Easy Peasy Falafel, Whole 30 Friendly

Another savoury recipe! Did you catch our previous nourish bowl recipe? Yup your eyes aren't deceiving you. A nourish bowl! Genie and I decided to give the Whole 30 a try, which bans certain food groups (like sugar, grains, dairy, baked good and legumes) for 30 whole days.

The reason behind the Whole 30 is to break bad food habits, focus on 3 nutritious meals per day and pretty much recalibrate the body. Anyway, This post isn't about the Whole 30, it is however about our love for falafel. We absolutely love them, and have since we were kids. Our usual go to recipe involved quinoa and chickpeas, seasoned with bucketloads of cumin and paprika. So! After much pintrest-ing (is that even a word?) and drooling over amazing looking recipes, we decided that we had to create an absolutely delicious Whole 30 approved falafel recipe.

These falafel are made with veggies, coconut flour and love. The result is this insanely soft, spiced falafel, so so good. 

Falafel Health Food Project Food Photography

Yield: 24
Time: 15 minutes plus 20 minutes baking

For the falafel you will need:

  • 1 cup cooked pumpkin, mashed
  • 2 cups cauliflower
  • 1/2 zucchini
  • 2 tablespoons almond meal
  • 2 tablespoons sesame seeds
  • 1/4 cup Niulife coconut flour
  • 1 tablespoon cumin
  • 1 teaspoon smoked paprika
  • 1 teaspoon turmeric powder
  • Fresh coriander, chopped
  • Fresh dill, chopped
  • 1/2 teaspoon salt
  • 1/2 teaspoon black pepper

For the nourish bowl - you can use anything you have on hand, but we used:

  • 2 cups mixed greens
  • Fresh coriander 
  • 1/2 cup shredded red cabbage
  • 1 cucumber, sliced
  • Pomegranate seeds
  • 1/2 avocado
  • A large dollop of coconut cream
  • 1 tablespoon tahini
  • 2 tablespoons apple cider vinegar
  • Juice 1 lemon
  • 1/4 cup almonds
  1. Preheat oven to 170 d C and line a tray with baking paper.

  2. Add the cauliflower to a food processor, next add the zucchini followed by the spices and fresh herbs. Add almond meal and coconut flour. Once combined, pop into a large bowl, add in the sesame seeds and pumpkin. The mix should be sticky but firm enough to roll into balls.

  3. If your mixture is too wet, add extra coconut flour & almond meal. Using a tablespoon, spoon out falafel mix into hands and roll. Flatten onto the baking tray, continue until all of the mix has been used.

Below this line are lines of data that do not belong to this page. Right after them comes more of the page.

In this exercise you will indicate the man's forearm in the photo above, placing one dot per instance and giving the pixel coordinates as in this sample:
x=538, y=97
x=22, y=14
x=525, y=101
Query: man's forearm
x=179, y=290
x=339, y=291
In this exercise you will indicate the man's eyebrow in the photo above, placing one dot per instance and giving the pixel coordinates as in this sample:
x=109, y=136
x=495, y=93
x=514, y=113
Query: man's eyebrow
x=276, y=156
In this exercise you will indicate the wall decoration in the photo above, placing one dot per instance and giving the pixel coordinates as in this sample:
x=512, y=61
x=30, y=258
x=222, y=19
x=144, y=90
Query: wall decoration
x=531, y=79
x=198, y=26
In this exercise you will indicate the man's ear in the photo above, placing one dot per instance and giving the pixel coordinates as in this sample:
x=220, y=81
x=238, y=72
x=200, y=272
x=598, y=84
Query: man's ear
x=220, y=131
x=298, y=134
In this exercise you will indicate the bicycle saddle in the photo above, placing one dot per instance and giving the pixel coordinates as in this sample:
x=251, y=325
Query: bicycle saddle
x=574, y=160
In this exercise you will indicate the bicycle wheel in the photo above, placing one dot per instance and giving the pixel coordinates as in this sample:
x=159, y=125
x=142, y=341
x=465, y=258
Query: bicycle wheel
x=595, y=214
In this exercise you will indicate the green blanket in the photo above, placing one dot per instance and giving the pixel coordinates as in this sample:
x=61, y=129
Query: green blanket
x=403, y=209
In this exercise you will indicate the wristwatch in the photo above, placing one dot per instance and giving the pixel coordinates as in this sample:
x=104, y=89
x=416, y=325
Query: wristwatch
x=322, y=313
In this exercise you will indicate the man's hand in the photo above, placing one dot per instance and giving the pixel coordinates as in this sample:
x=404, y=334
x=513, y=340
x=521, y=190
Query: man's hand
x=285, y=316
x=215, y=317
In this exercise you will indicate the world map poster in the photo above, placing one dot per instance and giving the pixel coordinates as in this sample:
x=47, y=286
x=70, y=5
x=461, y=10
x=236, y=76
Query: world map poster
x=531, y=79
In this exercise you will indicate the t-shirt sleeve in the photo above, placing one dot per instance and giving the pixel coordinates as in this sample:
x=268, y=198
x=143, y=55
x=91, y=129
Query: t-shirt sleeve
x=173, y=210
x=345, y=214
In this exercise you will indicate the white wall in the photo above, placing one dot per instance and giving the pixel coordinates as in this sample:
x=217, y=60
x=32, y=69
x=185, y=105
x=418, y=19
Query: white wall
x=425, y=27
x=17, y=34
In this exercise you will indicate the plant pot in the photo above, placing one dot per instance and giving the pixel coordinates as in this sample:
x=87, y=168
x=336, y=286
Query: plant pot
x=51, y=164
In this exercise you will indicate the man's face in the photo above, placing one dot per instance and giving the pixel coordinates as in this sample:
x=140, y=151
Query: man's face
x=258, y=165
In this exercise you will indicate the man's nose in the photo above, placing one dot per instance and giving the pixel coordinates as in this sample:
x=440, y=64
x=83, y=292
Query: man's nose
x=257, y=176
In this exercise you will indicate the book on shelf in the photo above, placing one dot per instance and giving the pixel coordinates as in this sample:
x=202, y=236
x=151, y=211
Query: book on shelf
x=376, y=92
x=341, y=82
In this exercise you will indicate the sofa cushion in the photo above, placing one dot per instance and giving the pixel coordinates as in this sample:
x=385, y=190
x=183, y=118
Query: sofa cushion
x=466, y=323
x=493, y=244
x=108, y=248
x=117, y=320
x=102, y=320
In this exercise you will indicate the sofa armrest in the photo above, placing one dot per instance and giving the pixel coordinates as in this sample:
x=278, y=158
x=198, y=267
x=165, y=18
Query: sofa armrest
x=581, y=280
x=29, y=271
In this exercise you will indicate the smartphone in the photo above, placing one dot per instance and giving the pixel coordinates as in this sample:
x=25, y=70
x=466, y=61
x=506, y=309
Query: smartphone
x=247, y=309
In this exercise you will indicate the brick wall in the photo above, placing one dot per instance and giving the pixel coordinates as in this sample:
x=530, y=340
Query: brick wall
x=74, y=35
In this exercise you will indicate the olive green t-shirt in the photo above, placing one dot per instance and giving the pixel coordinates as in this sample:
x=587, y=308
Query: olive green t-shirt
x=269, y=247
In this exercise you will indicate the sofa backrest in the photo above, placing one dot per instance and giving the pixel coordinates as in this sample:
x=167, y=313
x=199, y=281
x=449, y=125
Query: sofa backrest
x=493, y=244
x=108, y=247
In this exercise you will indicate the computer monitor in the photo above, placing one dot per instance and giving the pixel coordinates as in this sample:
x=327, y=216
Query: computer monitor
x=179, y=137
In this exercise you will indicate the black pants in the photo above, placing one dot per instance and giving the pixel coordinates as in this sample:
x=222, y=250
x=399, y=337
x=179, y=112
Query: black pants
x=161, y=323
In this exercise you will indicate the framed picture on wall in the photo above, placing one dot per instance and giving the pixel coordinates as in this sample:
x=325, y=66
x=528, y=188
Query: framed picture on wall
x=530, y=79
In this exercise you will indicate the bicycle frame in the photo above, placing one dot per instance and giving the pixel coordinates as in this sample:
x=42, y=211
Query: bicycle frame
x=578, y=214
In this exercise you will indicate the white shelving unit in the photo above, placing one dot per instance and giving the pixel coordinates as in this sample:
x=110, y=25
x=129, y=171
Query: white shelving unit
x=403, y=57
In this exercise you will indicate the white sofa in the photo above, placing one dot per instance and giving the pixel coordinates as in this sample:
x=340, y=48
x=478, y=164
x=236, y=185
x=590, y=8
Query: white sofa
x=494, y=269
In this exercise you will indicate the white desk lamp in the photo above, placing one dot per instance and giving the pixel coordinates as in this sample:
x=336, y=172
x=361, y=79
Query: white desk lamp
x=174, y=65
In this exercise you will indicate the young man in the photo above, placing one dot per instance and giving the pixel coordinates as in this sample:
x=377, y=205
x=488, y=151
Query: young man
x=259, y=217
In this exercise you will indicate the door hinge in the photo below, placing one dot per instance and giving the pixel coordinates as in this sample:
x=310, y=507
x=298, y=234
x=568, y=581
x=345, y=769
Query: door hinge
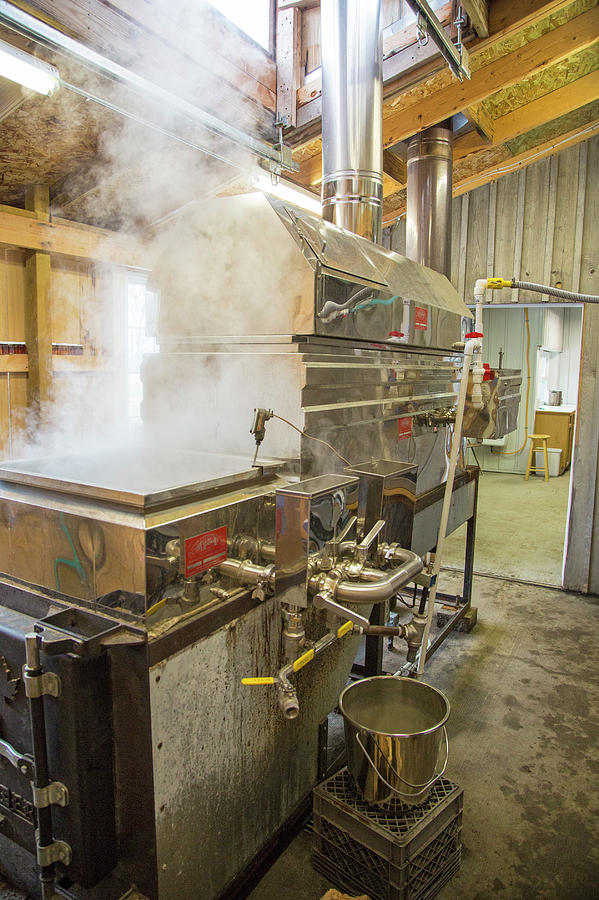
x=46, y=684
x=57, y=851
x=54, y=794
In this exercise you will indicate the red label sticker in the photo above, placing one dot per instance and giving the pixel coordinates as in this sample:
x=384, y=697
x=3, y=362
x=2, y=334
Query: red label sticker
x=404, y=427
x=420, y=318
x=205, y=550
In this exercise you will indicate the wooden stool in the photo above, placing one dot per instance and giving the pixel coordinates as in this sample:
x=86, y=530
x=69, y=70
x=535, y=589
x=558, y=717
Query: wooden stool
x=530, y=468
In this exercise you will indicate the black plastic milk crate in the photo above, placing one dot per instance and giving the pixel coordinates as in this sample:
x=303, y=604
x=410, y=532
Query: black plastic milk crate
x=390, y=852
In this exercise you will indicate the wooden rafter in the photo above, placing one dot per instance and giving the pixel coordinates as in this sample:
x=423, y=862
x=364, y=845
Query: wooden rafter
x=33, y=232
x=537, y=55
x=478, y=13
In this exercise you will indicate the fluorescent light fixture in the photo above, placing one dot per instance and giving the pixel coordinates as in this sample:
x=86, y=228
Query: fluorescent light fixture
x=27, y=70
x=286, y=191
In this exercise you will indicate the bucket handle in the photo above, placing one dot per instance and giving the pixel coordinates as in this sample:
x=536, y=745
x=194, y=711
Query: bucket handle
x=422, y=787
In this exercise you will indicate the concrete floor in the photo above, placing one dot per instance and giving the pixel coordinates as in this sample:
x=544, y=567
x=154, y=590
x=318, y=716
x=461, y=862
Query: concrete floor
x=520, y=529
x=524, y=744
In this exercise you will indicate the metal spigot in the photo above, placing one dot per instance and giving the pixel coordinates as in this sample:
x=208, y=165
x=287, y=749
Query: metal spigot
x=331, y=550
x=364, y=546
x=258, y=429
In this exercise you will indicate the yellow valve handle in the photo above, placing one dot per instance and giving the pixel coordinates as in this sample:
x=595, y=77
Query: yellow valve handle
x=302, y=661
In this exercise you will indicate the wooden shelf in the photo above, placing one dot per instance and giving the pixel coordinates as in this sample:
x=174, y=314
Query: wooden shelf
x=19, y=362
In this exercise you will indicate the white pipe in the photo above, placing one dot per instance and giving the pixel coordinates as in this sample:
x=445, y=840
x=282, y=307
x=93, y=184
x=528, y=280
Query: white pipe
x=478, y=370
x=473, y=345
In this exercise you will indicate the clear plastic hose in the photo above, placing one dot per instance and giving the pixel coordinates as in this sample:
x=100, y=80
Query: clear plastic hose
x=555, y=292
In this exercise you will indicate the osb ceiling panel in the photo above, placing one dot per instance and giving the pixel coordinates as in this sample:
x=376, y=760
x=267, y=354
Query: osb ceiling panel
x=550, y=79
x=44, y=139
x=524, y=37
x=483, y=58
x=576, y=119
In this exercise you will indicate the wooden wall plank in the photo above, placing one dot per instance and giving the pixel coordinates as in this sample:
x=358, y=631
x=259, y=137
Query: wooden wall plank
x=476, y=248
x=535, y=221
x=562, y=267
x=580, y=204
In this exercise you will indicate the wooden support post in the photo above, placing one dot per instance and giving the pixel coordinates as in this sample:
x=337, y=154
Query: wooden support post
x=37, y=312
x=288, y=63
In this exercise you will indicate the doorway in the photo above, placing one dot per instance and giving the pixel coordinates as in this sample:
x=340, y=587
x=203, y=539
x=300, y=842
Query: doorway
x=521, y=524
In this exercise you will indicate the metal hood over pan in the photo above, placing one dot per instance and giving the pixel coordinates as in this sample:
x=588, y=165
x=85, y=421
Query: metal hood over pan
x=249, y=265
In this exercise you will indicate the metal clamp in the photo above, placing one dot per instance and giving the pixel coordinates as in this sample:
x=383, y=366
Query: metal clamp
x=57, y=851
x=47, y=684
x=17, y=759
x=54, y=794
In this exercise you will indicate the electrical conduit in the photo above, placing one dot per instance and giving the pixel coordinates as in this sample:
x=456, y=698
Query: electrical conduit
x=473, y=346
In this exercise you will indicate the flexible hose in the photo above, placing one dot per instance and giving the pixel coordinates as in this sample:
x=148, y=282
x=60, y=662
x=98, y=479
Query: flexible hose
x=520, y=449
x=555, y=292
x=331, y=307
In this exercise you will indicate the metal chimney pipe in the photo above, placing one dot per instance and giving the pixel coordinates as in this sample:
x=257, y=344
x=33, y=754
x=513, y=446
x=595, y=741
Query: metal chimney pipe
x=352, y=115
x=428, y=216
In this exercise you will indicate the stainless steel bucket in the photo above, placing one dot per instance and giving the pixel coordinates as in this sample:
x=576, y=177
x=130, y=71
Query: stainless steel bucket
x=393, y=733
x=554, y=398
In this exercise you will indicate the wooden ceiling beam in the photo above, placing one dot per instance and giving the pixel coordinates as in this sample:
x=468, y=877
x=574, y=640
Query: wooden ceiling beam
x=395, y=167
x=561, y=42
x=69, y=239
x=550, y=48
x=478, y=13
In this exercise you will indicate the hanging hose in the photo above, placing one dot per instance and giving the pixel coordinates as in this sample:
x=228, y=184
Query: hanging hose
x=554, y=292
x=520, y=449
x=331, y=308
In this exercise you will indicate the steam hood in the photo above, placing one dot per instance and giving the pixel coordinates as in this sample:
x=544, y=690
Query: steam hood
x=251, y=265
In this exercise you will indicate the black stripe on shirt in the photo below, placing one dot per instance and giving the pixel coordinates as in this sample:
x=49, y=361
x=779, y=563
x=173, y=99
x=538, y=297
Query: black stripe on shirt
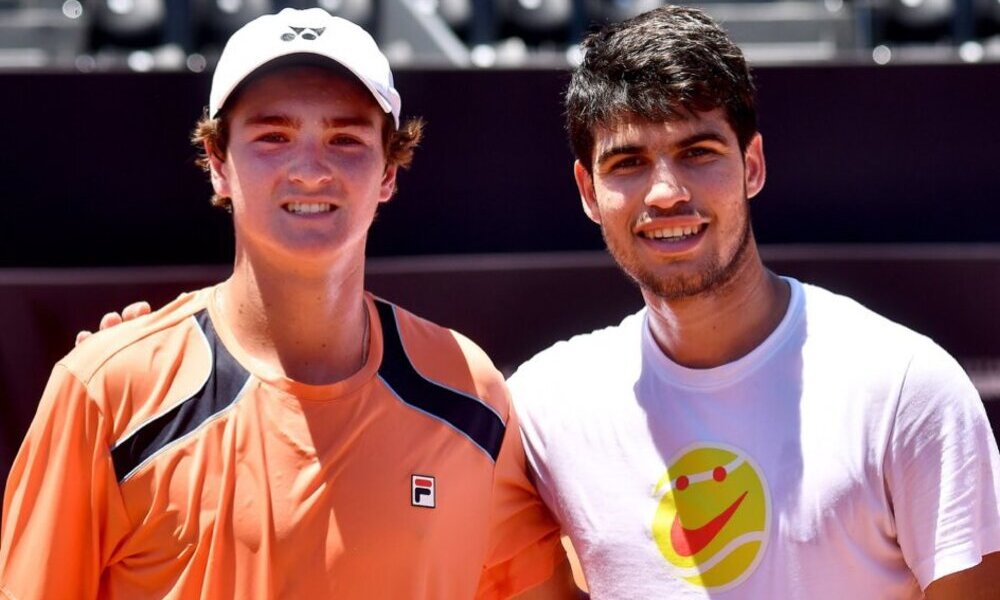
x=222, y=388
x=466, y=414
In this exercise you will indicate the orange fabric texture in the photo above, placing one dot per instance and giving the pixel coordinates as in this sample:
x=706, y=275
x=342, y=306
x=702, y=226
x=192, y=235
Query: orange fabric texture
x=287, y=491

  4. Next, finish with a sprinkle of sesame seeds. Pop into the oven for 15-20 minutes, until they are starting to turn a nice golden brown. Next, flip falafel and bake for a further 5 - 10 minutes. 

  5. Assemble nourish bowl with any ingredients you have on hand, dress salad with the mixture of apple cider vinegar, lemon juice and tahini and finish with a dollop of coconut cream. Enjoy!